FWR: Staying on the questionnaire poems, it seems to me that they suggest the imagery that you utilize in the episode poems, which take place in the labyrinth sections (self harm, unusual tastes, kinetic movement and soothing). I experienced that tension as a means of making sense of a neuro-divergent experience as a neuro-typical reader. We, as a reader, are experiencing the distortions of the boy in the labyrinth, whose “voice tries to pierce through the gloom… the sound of him spills its waves into a disfigured future.” Can you speak on this?

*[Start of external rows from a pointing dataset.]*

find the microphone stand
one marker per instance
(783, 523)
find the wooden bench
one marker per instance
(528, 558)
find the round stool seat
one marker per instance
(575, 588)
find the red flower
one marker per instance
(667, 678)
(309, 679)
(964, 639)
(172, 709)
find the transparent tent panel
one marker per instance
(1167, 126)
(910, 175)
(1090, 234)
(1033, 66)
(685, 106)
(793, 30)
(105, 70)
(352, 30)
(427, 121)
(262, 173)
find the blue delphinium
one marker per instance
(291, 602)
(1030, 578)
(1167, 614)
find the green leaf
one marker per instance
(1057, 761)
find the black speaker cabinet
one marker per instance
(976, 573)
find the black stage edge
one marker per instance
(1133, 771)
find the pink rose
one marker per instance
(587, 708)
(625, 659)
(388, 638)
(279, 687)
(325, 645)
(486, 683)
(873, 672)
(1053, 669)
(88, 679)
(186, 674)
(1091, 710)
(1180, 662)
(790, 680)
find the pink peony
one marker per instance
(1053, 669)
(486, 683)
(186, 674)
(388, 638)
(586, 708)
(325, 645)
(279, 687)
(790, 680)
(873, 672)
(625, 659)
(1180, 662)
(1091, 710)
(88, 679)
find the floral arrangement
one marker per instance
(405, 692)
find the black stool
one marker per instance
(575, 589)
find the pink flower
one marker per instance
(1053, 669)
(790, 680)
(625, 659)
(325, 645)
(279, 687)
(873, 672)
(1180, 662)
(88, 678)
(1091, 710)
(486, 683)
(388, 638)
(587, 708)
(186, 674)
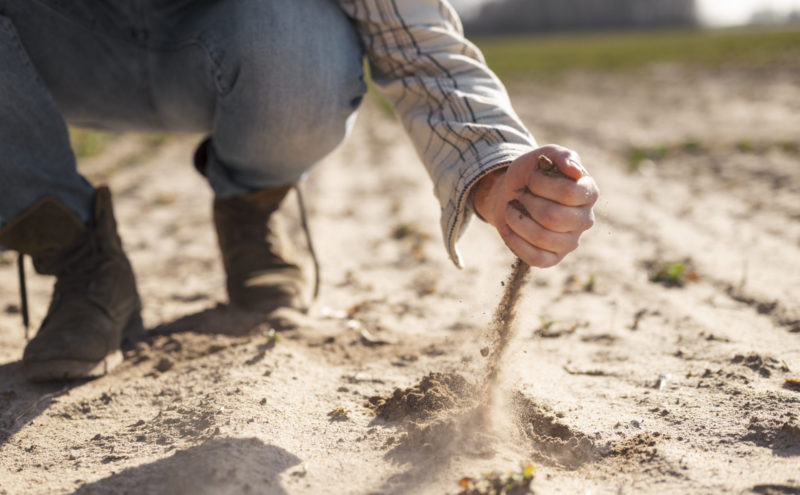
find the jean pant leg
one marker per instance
(36, 159)
(289, 78)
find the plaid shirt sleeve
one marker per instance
(455, 110)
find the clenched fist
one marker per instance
(540, 216)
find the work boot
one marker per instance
(260, 263)
(94, 300)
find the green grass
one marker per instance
(530, 55)
(87, 142)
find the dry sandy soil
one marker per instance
(613, 384)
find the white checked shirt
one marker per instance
(455, 110)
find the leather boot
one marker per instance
(260, 263)
(94, 300)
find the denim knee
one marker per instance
(289, 79)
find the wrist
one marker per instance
(484, 193)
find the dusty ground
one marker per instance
(620, 384)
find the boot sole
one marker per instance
(67, 369)
(72, 369)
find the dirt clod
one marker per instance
(435, 392)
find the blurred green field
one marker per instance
(528, 55)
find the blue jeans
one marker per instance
(274, 83)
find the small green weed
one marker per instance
(671, 273)
(494, 483)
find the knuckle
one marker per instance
(549, 218)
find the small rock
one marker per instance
(164, 364)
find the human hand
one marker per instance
(540, 216)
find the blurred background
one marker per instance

de la Paz: Yes, the “Labyrinth” episodes do highlight the moments in the questionnaire that are viewed as “deficits” to the neurotypical population. I wrote most of them as I was still learning and growing as a parent. It’s interesting, but much of the work in the episodes trace my development as a parent, so it’s a chronicle of my misunderstandings and in many ways, failure and flaw. The writing is asynchronous with who I am and who my children are now, so I must first acknowledge that. And what I’m very clear about now is that much of the work as I was writing explores this “disfigured future” but that future, as I had conceived of it, was the future of my imagination and not my child’s. As I was writing the “Labyrinth” poems, I was really writing about and for myself. It was a way of measuring time and comprehension and I look back on it now as an artifact. Certainly, I’m proud of the work that I had done but I am also aware of how it may be perceived by the neurodivergent populace. And so that voice that is trying to pierce the gloom is my voice trying to start a dialogue, both with my children and with other parents who may be as lost or fearful as I had been. 

FWR: Reflections and refractions feature prominently in the work: geodes, light splashing off water, the appearance of the minotaur and his masks, the shadow boy. Are we, the presumed neuro-typical reader, the minotaur? Or is this an example of “the labyrinth turn[ing] in circles and [multiplying] its falsity”? An attempt, to quote another poem, “because a reference needs a frame: we are mother and father/ and child with a world of time to be understood”?

de la Paz: You know, the minotaur was always a character that troubled me. I always imagined myself to be the minotaur—the devourer of Athenian young. I imagined the monstrosity to be the task of taking on the story. The beast is as lost as the boy in my tale. I was always fearful that the monster would be misconstrued, so I took steps to move the monster and boy towards a reconciliation. I think, as well, that the “Story Problem” poems that mark the three sections are my way of saying that writing from my neurotypical perspective about neurodiversity is fraught. 

FWR: We normally close by asking writers to share other writers or pieces that they love to teach or share. I wonder if, in addition, you might point to writers who influenced this work. 

de la Paz: Sure, there were multiple. I started writing the “Labyrinth” poems after hearing the poet David Welch read from a new selection of work back in 2008. I believe those poems became the book Everyone Who is Dead

Alison Benis White’s Self-Portrait with Crayon was a tremendous influence, namely the obsessive quality and interlocking nature of the prose poems.

Meteoric Flowers by Elizabeth Willis was something that I would refer to if I wanted to bounce around some syntactic shapes. I really enjoy that book and the shapes of its sentences. 

I read a lot of Jennifer Chang’s book The History of Anonymity, again for the shapes of her sentences. 
I also want to put in a plug for an extraordinary book of rhetoric by Melanie Yergeau. It’s a rhetorical analysis book written by an autistic author who is using queer theory as an analytical lens for disability writing. I also want to plug the work by Chris Martin and Mary Austin Speaker over at Unrestricted Interest. They make extraordinary chapbooks.